Colin Flaherty on the “Knock Out Game”
November 27, 2013
IN AN interview at Breitbart, Colin Flaherty, author of White Girl Bleed A Lot, talks about the refusal of the mainstream press to disclose the full nature of black crime:
The author said that for years he was seeing such crimes dismissed as “kids blowing off steam,” but when he began seeing regular Americans talking about these crimes more and more on social media and Youtube he knew it was time to speak out about his [sic] the media is refusing to report the truth.
“These are the same reporters that created this racial paradigm that made us the most race conscious country in the world, where every day we read about black caucuses, black churches, black schools, black TV, black radio, black newspapers and then we get stories by the National Association of Black Journalists. Then you look at the epidemic of black violence and they go, ‘Carl, we’re color blind.’ So, there’s a lot of denial out there and that’s what my focus was to show people THIS… IS… HAPPENING… NOW.”

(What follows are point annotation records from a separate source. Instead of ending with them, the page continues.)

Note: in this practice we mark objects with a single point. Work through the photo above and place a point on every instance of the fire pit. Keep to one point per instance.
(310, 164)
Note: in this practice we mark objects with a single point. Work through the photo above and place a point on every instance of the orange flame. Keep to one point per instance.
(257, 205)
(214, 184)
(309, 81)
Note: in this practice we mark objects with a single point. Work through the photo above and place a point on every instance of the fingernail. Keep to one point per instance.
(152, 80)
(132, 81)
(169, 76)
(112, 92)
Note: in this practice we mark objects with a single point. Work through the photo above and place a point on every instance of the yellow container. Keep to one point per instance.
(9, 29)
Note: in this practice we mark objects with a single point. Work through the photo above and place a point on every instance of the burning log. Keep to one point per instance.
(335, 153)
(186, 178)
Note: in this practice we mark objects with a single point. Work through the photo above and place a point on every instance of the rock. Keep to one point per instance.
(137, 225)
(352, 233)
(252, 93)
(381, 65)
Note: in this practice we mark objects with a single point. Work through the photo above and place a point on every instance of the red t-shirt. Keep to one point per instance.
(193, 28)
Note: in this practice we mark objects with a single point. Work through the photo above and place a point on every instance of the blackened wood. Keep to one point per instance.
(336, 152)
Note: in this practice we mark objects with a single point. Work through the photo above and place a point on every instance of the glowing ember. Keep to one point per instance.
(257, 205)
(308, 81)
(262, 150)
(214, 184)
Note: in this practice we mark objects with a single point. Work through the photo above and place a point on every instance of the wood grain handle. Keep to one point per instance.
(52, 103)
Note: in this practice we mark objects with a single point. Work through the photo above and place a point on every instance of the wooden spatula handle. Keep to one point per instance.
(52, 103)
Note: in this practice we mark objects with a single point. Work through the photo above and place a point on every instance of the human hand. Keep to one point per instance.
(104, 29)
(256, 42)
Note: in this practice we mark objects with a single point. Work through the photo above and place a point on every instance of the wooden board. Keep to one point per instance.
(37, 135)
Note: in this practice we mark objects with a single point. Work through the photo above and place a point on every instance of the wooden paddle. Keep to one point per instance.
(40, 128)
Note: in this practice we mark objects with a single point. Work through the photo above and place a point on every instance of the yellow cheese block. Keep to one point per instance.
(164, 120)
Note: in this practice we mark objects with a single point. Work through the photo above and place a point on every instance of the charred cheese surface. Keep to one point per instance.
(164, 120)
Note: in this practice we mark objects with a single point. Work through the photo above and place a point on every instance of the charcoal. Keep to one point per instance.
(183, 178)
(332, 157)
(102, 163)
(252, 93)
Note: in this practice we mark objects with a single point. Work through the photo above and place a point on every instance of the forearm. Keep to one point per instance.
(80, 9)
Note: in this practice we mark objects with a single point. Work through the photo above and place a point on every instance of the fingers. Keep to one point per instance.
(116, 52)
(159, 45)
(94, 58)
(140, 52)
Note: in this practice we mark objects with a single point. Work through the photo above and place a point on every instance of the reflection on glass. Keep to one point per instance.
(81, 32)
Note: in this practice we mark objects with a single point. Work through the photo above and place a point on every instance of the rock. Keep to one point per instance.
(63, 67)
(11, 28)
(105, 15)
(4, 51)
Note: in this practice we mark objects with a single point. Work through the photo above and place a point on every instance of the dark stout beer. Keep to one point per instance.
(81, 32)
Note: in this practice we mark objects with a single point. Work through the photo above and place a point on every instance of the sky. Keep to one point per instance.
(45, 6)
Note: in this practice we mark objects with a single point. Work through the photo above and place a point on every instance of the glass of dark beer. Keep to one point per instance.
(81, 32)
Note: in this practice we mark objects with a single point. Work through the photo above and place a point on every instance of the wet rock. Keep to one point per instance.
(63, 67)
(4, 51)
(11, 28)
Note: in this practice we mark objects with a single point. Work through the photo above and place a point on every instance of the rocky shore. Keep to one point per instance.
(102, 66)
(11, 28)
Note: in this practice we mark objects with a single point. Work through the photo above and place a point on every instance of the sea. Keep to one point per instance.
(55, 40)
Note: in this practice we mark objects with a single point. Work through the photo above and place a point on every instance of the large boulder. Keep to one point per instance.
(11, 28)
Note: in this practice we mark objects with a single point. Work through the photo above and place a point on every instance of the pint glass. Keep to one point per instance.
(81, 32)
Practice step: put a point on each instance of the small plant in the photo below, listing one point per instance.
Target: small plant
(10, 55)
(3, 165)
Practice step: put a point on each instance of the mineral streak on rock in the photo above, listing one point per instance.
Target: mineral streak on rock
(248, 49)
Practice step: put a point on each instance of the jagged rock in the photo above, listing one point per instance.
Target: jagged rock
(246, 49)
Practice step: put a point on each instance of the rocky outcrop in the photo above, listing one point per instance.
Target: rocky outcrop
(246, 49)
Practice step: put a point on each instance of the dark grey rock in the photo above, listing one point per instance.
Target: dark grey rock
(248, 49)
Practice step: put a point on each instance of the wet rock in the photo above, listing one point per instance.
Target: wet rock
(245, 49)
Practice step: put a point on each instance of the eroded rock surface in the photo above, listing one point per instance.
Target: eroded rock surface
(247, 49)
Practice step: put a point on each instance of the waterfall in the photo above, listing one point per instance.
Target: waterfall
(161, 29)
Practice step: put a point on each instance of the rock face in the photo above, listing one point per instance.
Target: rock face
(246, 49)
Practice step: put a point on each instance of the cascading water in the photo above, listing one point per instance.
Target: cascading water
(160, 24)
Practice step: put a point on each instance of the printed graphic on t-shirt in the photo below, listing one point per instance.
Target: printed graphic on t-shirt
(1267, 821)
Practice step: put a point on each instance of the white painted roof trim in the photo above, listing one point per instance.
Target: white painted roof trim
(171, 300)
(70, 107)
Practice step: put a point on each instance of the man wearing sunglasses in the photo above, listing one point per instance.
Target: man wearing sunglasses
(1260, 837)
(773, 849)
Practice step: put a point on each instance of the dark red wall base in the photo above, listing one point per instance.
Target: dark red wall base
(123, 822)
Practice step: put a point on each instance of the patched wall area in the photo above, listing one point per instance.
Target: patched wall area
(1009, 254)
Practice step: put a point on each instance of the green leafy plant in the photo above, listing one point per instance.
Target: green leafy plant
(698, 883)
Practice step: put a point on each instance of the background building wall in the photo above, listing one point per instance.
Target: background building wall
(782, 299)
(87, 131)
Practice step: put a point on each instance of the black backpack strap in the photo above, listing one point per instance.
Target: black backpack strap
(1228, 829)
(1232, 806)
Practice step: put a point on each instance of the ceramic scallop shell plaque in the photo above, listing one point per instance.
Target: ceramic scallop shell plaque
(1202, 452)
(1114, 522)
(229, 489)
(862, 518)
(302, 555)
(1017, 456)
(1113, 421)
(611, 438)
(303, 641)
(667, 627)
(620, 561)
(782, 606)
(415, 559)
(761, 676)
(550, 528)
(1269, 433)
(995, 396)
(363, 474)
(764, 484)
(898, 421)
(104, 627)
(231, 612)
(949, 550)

But if the media isn’t properly reporting on this crime wave, how does he know it is going on?
“What is most interesting is the comments sections on these stories on the Internet where people are telling their own stories. But what happens is that the editors in the news rooms strip out the central organizing characteristic of the crimes saying that they can’t say for sure it was racially motivated. Well, they are right and they are wrong.”
“Every individual crime is insignificant, but when you string them together then you see this pattern that is exponentially out of proportion, And the editors would like every crime to be nice and neat and have a person muttering racial expletives in front of witnesses or sending out a press release saying they are racist. But that’s not the way it works. So that vastly understates the amount of racial violence that’s happening in this country.”
— Comments —
Kevin writes:
Colin and I grew up blocks apart in the 1960s, and it’s no coincidence he’s written this book. All of us from that time and space back in the old neighborhood saw and experienced street intimidation, humiliations, robberies, bricks through our windows, and beatings. What we experienced was “The Great Migration” and the subsequent ethnic cleansing as the city became unsafe. What we experienced was a slow motion race riot. When us old Wilmingtonians gather we talk of these episodes and the truth of diversity as we lived it always shocks the young and those from out-of-state. We are bitter. We lost our city and our homes. In a sick twist, those of us who left the city and it’s rising tide are criticized for leaving. Liberal whites sometimes say we should have stayed and “fought.” I always wonder what that means? Blacks, upon learning one is a suburbanite or rural dweller, narrow their eyes as they assess you as a stone-cold racist. Such is the tissue of lies that we live under. Meanwhile Wilmington is near the top of the list of cities its size in terms of shootings and murders.